By midlandsmovies, Dec 5 2017 06:12PM
Random Acts and Rural Media - Part 3
In our third and final part we cover 4 more filmmakers who are part of the region’s Random Acts and Rural Media partnership. From all across the Midlands, please read below to find out more of the young talent the area has to offer.
Body Language (Nottinghamshire)
Michael Mante’s film shows a krump dancer performing amidst the ills, filth and degradation of his urban environment in a surreal art exploration of gentrification, classism and racism. Michael is an aspiring filmmaker, both directing films and writing screenplays with his creative ambition to use film to speak to audiences, ask them questions, and encourage viewers to ask themselves questions. Michael adds, “Visual literacy is the world's most poignant language and I try to use that to communicate the things I see in everyday life.”
Everyday Choreography (Shropshire)
Everyday Choreography is a charming short dance film by Caldonia Walton following Gerrard, an overworked 45-year old man on his way home from a tiring day at the office. He puts his headphones in to forget about his worries and finds himself amongst amusing interactions with two people who alter his outlook on life. Caldonia is a 23-year old dance performer and choreographer from Shropshire who creates dance work that links with theatre, text and film, using clear narratives about the world we live in realised through physical movement and a touch of comedy.
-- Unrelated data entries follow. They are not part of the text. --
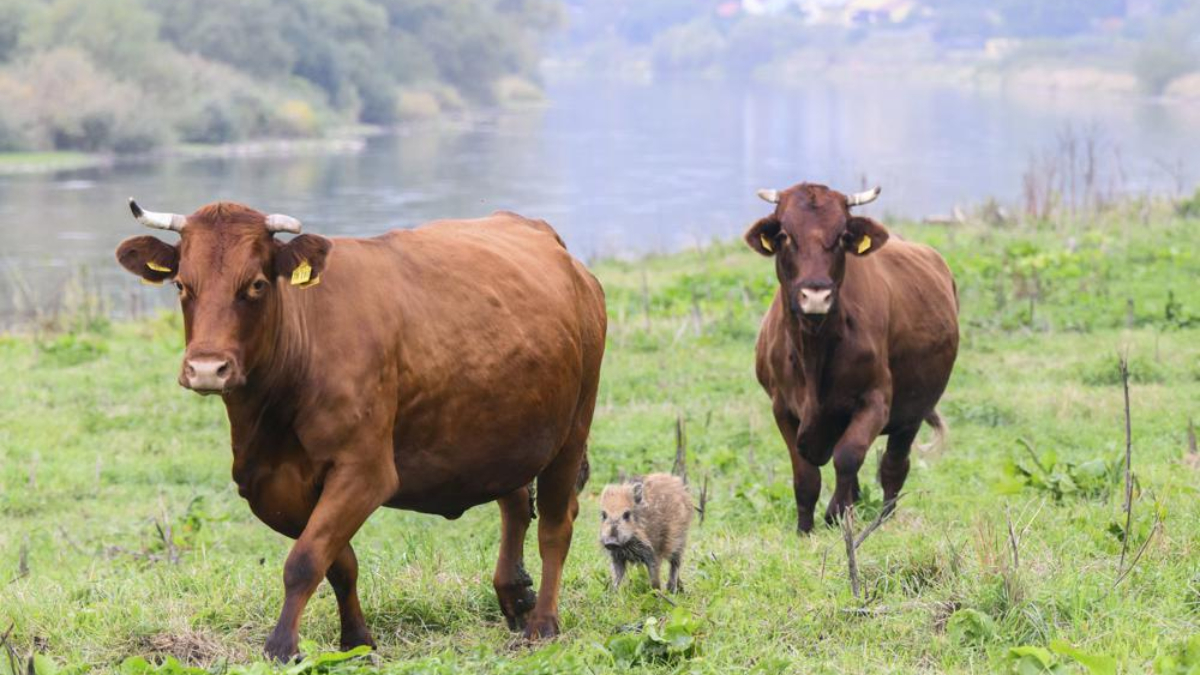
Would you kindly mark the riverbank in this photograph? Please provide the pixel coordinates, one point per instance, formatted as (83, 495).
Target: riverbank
(345, 139)
(124, 536)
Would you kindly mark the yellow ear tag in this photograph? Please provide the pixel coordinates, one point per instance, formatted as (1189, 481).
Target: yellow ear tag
(301, 274)
(864, 244)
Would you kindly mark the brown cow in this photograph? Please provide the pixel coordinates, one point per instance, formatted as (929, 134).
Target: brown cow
(431, 370)
(859, 341)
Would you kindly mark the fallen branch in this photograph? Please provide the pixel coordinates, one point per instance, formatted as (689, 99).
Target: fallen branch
(879, 520)
(1141, 549)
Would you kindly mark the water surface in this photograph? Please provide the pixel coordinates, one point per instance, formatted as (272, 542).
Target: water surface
(617, 168)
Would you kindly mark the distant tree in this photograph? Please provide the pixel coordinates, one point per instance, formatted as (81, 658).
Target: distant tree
(119, 35)
(15, 17)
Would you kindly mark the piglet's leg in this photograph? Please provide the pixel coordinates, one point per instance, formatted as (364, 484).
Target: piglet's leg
(673, 575)
(851, 451)
(653, 567)
(618, 572)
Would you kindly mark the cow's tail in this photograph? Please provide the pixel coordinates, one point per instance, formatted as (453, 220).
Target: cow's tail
(941, 434)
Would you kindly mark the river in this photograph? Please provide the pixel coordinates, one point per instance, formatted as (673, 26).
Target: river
(619, 168)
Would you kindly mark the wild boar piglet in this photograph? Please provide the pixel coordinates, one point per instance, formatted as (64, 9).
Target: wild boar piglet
(645, 520)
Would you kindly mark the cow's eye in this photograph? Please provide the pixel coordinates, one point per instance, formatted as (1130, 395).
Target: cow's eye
(256, 288)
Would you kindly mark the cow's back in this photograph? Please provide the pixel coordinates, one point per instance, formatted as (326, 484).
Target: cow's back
(485, 333)
(912, 300)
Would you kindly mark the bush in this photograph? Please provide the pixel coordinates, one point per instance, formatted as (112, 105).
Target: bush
(59, 100)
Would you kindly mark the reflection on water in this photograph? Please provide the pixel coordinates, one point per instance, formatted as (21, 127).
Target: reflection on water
(617, 168)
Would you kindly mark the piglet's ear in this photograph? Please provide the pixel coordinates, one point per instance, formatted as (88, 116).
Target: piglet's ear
(303, 260)
(763, 236)
(153, 260)
(864, 236)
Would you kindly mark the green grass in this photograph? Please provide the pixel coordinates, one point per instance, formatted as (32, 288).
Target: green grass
(57, 160)
(99, 448)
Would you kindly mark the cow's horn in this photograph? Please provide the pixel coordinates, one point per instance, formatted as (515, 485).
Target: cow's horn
(859, 198)
(768, 196)
(173, 222)
(280, 222)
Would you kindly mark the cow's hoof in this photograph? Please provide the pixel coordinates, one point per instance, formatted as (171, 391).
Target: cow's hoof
(541, 628)
(357, 638)
(281, 647)
(804, 525)
(517, 614)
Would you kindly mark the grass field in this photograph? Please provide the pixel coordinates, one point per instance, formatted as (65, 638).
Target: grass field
(121, 533)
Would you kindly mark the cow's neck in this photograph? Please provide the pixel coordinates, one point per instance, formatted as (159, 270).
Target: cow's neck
(814, 344)
(273, 383)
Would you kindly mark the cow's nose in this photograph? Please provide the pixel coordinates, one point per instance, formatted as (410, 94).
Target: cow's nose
(816, 300)
(207, 375)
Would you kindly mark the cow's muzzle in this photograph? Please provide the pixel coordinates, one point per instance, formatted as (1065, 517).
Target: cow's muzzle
(816, 300)
(210, 375)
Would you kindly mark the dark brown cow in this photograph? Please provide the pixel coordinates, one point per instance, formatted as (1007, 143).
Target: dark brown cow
(431, 370)
(859, 340)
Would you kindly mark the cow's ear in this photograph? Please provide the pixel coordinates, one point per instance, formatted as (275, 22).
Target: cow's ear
(153, 260)
(864, 236)
(301, 261)
(763, 236)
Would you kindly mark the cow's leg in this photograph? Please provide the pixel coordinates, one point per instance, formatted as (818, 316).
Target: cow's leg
(557, 508)
(511, 581)
(851, 451)
(348, 497)
(894, 466)
(805, 477)
(343, 577)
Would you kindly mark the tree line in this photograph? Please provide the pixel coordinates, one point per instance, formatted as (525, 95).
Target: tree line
(129, 76)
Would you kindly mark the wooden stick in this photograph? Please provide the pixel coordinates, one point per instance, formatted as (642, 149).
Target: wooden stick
(847, 532)
(1013, 541)
(879, 519)
(1141, 549)
(1123, 364)
(681, 466)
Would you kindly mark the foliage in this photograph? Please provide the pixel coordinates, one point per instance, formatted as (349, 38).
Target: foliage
(1033, 659)
(658, 641)
(127, 76)
(971, 627)
(1061, 478)
(1181, 659)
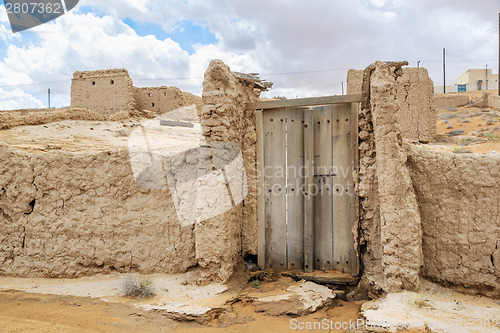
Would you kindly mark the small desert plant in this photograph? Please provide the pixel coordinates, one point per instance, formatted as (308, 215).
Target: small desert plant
(421, 302)
(461, 150)
(491, 136)
(135, 285)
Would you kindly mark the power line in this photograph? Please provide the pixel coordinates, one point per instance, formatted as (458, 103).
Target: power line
(479, 43)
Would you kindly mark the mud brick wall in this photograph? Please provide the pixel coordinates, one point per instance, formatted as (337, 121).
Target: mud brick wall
(160, 100)
(448, 101)
(225, 119)
(391, 234)
(415, 94)
(354, 81)
(105, 91)
(68, 214)
(417, 113)
(459, 201)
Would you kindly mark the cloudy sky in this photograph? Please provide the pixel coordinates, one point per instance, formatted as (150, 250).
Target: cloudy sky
(304, 47)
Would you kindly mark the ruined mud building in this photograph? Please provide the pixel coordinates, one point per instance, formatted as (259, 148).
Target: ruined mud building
(422, 214)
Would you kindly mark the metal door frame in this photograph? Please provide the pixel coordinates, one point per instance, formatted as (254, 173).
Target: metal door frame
(306, 103)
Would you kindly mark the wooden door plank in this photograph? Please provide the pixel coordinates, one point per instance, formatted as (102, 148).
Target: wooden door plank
(295, 182)
(310, 101)
(308, 196)
(274, 188)
(354, 155)
(323, 227)
(343, 202)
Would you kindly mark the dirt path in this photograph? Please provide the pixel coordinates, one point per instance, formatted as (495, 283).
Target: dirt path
(23, 312)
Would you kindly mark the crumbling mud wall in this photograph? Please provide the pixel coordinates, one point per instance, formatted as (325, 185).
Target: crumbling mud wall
(354, 81)
(448, 101)
(391, 235)
(225, 119)
(68, 214)
(161, 100)
(415, 95)
(459, 203)
(104, 91)
(417, 113)
(111, 93)
(489, 100)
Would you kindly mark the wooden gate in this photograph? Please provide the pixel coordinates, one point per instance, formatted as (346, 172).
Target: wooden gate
(307, 204)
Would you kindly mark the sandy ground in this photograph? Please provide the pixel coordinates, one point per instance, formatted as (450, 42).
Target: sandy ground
(437, 308)
(476, 131)
(43, 305)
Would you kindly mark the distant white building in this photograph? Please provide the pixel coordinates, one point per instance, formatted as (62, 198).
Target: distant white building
(476, 79)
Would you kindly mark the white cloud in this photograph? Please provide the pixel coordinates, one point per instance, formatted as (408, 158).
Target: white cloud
(257, 36)
(17, 99)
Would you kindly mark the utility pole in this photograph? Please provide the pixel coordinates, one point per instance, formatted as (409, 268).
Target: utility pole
(486, 76)
(444, 71)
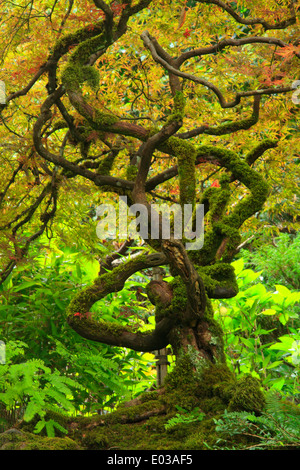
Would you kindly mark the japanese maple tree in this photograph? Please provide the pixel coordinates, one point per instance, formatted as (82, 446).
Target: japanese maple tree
(182, 101)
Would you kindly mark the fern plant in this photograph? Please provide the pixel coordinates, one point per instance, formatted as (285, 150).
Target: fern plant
(185, 417)
(31, 389)
(277, 427)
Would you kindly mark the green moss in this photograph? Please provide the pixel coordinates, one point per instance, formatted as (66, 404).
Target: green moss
(18, 440)
(106, 165)
(131, 172)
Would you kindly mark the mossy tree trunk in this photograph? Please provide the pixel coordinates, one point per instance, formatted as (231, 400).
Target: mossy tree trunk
(184, 316)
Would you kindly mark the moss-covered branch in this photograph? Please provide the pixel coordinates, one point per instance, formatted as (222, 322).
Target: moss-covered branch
(81, 319)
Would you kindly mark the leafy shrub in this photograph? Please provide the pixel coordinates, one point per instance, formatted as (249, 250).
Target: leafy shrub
(277, 427)
(279, 262)
(261, 331)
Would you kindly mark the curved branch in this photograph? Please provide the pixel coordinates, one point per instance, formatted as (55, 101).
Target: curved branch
(82, 321)
(150, 44)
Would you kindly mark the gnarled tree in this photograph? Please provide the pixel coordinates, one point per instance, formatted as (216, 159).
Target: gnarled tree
(137, 84)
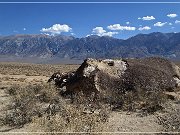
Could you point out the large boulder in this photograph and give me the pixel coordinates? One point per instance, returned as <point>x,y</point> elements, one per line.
<point>108,76</point>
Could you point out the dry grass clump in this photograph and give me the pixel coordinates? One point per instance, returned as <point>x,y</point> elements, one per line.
<point>27,102</point>
<point>145,102</point>
<point>41,105</point>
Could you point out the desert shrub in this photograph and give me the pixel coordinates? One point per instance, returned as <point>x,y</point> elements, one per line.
<point>27,102</point>
<point>42,105</point>
<point>73,118</point>
<point>170,119</point>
Yellow Wallpaper (Warwickshire)
Inspired by the short story ‘The Yellow Wallpaper’ by Charlotte Gilman(1892), this short film from Hayley Egan uses dance to portray the claustrophobic and cruel consequences of how ‘rest cure’ kept 19th century women compliant, which resulted in an increase in mental health problems and feelings of confinement and frustration. Through dance movement, our female protagonist will find solace in the yellow wallpaper, yet is driven to exhaustion by her frustrating predicament. Hayley Egan is young filmmaker/producer from Coventry now working in London.
Taking Up Space (Staffordshire)
Emily Mulenga’s animation covers the notion that time and space in the art world and academia are not often dedicated regularly to people of colour, most notably women. Emily grows to Godzilla proportions and takes over the city in this thoughtful short from this young talented visual artist from the West Midlands.